Today I'm talking with Clement Page. Clement thank you so much for being with me today.

 

CP Glad to be.

 

BC So Clement, tell me a little bit about where you are.  You're in Bristol right now?

 

CP Yes

 

BC I want to talk about your studio process, but what does your studio look like and what are you doing?

 

 

CP At the moment it's actually quite a large room in my house, because I'm in the process of moving to a bigger studio in an industrial building.  At the moment it's quite intimate, I have like a series of portraits I'm working on which are of Sigmund Freud and then another two series of paintings, so I'm working on three series of paintings if you like, cycles and they are quite stylistically different so I kind of work simultaneously on three or four different series at the same time, so if I get bored with one, I can move onto another series.

 

BC So let's talk about those three series maybe if you don't mind going through each one.  The one on Freud, when did that start?

 

 

CP These painted portraits of Sigmund Freud, they began maybe, not long ago, about two months ago and they are, actually some of them are printed, using this new method of ultraviolet printing onto primed linen canvas and they are based on three different photographic portraits of Freud from 1930's which was a time when he was being silenced if you like, not just silenced by the Nazis but also by the psychoanalytic community at large as well because some if his ideas were quite tricky/difficult at that time.
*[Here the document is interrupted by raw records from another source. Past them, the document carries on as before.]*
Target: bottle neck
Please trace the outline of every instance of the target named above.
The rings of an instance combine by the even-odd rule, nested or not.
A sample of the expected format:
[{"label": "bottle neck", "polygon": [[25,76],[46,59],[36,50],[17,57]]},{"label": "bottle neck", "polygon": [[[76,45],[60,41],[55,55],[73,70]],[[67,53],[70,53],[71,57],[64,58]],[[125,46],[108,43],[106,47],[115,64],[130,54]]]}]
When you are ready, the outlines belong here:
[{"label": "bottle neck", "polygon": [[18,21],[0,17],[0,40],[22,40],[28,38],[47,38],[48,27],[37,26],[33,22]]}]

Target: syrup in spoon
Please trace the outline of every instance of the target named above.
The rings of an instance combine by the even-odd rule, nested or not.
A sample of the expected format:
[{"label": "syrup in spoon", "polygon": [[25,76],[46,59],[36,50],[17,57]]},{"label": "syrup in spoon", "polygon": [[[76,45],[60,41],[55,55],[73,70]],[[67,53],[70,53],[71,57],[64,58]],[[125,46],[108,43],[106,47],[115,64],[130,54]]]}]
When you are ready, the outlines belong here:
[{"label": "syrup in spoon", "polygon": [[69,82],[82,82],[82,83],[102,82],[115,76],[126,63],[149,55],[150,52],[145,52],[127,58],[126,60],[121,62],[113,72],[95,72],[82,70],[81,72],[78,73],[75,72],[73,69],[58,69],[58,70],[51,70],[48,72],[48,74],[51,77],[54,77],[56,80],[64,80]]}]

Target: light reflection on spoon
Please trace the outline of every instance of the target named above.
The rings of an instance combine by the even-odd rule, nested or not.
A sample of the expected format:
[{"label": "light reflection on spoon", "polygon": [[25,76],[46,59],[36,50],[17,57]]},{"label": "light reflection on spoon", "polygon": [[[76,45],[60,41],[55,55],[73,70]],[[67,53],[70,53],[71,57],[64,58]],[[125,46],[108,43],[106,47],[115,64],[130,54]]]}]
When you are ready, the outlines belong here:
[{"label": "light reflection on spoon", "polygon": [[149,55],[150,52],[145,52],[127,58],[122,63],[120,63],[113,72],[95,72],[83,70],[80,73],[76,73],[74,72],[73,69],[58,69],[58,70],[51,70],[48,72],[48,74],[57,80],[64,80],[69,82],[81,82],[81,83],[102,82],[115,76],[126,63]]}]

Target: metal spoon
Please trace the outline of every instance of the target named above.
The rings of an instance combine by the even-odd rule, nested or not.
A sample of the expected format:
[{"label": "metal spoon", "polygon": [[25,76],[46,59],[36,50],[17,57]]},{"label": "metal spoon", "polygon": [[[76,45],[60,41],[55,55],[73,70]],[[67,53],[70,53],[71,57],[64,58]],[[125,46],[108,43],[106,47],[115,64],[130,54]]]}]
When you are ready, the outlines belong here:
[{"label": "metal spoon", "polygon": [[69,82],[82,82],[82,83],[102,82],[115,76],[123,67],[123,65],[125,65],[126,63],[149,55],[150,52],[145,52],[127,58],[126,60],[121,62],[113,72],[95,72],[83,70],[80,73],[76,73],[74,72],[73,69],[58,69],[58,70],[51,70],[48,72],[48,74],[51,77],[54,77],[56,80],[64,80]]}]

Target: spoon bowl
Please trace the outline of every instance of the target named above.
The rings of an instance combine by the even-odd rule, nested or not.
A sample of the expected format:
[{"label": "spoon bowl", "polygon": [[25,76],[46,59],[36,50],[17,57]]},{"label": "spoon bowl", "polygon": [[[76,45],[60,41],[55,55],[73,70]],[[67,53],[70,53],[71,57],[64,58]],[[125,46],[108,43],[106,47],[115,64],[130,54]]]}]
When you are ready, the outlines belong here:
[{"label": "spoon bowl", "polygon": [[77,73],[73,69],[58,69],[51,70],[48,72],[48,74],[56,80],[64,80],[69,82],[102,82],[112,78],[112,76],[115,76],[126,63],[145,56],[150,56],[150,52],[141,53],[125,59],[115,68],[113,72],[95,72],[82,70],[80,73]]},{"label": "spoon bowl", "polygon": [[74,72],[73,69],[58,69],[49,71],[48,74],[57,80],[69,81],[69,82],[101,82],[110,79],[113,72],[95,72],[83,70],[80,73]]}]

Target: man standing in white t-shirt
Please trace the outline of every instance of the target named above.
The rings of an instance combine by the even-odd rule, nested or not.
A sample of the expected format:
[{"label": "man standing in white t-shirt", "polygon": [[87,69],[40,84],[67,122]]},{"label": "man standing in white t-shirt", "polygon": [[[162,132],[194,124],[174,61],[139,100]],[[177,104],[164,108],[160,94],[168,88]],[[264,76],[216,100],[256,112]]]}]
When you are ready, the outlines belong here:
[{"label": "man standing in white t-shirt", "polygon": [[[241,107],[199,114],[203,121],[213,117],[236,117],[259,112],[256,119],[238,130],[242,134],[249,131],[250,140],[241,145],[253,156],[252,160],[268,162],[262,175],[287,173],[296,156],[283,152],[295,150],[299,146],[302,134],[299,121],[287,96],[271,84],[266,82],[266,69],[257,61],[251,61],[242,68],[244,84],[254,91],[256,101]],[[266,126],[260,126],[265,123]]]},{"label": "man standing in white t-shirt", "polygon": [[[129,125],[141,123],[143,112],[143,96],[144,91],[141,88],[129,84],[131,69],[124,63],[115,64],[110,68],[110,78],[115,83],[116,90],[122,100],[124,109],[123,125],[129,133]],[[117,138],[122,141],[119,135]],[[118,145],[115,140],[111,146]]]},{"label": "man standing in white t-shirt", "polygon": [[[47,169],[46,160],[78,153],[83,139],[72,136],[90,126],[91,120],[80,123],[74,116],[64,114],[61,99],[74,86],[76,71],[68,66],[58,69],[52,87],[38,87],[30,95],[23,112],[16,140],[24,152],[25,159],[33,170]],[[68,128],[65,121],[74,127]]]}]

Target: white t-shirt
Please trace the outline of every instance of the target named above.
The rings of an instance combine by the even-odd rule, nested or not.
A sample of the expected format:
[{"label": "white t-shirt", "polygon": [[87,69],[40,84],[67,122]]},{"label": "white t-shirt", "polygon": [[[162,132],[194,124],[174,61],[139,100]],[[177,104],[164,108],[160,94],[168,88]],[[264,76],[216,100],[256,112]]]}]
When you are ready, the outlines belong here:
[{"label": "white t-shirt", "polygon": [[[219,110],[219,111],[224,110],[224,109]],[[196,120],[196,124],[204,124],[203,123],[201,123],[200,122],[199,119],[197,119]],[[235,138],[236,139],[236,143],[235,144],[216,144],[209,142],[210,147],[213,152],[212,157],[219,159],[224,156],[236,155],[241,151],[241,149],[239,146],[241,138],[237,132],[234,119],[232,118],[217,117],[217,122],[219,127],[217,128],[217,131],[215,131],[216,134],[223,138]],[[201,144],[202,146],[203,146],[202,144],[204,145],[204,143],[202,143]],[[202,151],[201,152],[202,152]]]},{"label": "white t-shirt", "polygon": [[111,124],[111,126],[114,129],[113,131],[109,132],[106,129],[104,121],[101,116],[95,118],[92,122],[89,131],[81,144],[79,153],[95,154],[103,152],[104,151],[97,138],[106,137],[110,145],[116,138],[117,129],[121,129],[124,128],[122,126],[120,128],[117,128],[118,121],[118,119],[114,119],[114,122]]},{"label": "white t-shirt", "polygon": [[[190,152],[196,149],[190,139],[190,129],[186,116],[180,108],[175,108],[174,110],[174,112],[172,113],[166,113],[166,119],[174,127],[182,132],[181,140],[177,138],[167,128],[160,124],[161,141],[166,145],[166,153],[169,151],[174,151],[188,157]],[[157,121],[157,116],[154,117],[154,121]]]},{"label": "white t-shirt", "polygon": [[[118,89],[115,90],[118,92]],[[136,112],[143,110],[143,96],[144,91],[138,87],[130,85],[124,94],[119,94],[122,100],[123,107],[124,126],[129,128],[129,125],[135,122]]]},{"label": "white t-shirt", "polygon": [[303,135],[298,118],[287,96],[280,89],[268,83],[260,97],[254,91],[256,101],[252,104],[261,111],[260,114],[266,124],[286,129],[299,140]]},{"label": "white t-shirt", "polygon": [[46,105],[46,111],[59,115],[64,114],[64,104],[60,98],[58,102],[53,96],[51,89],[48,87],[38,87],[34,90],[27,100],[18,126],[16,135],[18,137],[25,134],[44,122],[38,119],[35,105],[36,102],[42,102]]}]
What I'm doing is, I'm actually painting in a sort of photo realistic manner in a way, this portrait which I've also printed onto canvas and I have it next to it and I'm kind of painting from projecting the photograph as well as looking at the printed photograph but I'm only painting the eyes and the nose and that part of the head and the hand holding the cigar but the rest of the painting is actually kind of overpainted if you like with this quite abstract kind of gestural colour so in a way it's using this kind of contradiction of photographic language and this abstract language.